The Wildes stayed at a house called The Haven at the northern end of the Esplanade terrace, which consisted of four houses that ran from Brighton Road to the shore at the eastern end of the town. The terrace eventually became a hotel, before being demolished in the 1960s.
Wilde’s visit is commemorated by a Blue Plaque fixed to the sea-end of the east façade of Esplanade Court, the building that currently occupies the site of the Esplanade terrace. However, as already indicated, the Haven stood at the Brighton Road end of the terrace.

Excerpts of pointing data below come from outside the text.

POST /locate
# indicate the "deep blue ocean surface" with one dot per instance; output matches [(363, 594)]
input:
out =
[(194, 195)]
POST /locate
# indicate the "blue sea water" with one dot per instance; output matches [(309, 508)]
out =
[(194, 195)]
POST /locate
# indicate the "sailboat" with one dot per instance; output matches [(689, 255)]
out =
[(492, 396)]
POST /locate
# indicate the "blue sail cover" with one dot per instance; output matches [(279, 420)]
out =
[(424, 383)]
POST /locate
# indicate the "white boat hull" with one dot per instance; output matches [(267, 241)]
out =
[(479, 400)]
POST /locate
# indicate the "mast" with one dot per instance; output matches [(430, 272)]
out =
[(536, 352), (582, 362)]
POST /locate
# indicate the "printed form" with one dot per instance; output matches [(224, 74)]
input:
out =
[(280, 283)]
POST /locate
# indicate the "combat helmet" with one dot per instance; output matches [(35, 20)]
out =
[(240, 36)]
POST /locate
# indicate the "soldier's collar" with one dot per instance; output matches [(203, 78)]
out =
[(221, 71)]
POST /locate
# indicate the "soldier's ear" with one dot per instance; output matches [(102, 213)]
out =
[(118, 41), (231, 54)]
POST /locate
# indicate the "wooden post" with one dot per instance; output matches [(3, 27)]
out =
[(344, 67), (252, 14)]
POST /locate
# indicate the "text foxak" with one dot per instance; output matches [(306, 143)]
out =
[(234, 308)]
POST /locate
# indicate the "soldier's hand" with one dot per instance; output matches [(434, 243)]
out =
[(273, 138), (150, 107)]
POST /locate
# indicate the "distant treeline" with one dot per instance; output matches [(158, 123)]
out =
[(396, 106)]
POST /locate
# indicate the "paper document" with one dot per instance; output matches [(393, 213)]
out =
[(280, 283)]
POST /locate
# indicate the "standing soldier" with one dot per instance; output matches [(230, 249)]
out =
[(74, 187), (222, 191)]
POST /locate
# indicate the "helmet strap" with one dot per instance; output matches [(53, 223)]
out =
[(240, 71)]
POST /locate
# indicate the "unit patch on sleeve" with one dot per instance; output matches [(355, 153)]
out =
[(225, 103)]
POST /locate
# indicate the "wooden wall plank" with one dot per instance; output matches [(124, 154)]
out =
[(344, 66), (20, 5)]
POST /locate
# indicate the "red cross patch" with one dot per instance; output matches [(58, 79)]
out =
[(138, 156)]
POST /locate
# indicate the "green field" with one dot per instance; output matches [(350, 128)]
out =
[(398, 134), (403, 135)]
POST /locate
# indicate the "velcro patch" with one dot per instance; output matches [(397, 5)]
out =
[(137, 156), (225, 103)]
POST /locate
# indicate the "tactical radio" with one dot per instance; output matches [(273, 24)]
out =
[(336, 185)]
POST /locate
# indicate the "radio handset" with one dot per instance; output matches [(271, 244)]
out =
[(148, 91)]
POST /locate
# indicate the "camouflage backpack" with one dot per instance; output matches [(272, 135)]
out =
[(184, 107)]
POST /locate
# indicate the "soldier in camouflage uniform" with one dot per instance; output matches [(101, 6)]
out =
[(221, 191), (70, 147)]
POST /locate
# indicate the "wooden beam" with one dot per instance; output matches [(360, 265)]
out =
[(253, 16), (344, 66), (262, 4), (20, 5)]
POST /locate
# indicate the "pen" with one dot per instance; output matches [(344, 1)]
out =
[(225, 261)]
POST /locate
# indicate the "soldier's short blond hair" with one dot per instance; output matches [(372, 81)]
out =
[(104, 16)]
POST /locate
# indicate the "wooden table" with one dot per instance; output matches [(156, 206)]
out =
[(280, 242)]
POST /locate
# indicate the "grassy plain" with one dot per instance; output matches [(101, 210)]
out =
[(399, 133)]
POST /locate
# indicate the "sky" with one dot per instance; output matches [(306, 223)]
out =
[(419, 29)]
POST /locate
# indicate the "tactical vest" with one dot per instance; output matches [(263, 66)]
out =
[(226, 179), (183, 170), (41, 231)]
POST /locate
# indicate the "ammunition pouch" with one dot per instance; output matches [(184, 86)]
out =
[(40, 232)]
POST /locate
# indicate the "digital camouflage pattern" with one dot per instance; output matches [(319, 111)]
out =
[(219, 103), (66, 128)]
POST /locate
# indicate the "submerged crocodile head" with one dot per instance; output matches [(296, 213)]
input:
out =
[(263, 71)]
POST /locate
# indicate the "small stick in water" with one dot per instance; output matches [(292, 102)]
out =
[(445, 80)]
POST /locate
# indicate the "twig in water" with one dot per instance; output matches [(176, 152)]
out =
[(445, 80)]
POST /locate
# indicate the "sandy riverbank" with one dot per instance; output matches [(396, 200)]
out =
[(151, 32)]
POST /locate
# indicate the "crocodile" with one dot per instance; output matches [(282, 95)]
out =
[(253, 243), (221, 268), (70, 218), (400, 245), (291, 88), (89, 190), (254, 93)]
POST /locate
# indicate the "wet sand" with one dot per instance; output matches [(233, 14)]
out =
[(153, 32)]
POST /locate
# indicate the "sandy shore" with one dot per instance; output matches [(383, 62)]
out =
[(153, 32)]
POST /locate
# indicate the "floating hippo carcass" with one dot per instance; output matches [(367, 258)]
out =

There were several reasons why Wilde came to Worthing that summer. One was to give his sons a seaside holiday.
Another was that Wilde’s finances were in an appalling state, and, although he had recently finished An Ideal Husband, he desperately needed the income from a second new play – and somewhere reasonably quiet to write it.
A third reason was that the Marquess of Queensberry, the father of Lord Alfred Douglas (always known as Bosie) – with whom Wilde was besotted – was subjecting Wilde to a campaign of harassment in London.
“It is intolerable,” Wilde wrote to Bosie the day before he set off for Worthing, “to be dogged by a maniac.”
Wilde had had a brief affair with Bosie in the summer of 1892, but their relationship had ceased to be physical in nature two years before the Worthing holiday. However Queensberry did not know this, and his distaste for Wilde’s and Bosie’s association developed into an obsession.
In due course this led to Wilde’s downfall. Less than four months after Wilde left Worthing, Queensberry left a visiting card at Wilde’s club on which was written, “For Oscar Wilde, posing somdomite [sic]”. Wilde foolishly sued Queensberry for libel. The trial broke down, and Wilde was arrested, tried and imprisoned for having homosexual relations with various youths and young men.
Wilde also found time to attend three major aquatic events that were held in Worthing that summer – a Lifeboat Demonstration; the Annual Regatta; and a so-called Venetian Fete, a charming lamp-lit water carnival at the end of which Wilde gave away the prizes for the best-decorated boats and made an amusing speech in praise of Worthing.
“It has beautiful surroundings,” he said, “and lovely long walks – which I recommend to other people, but do not take myself.”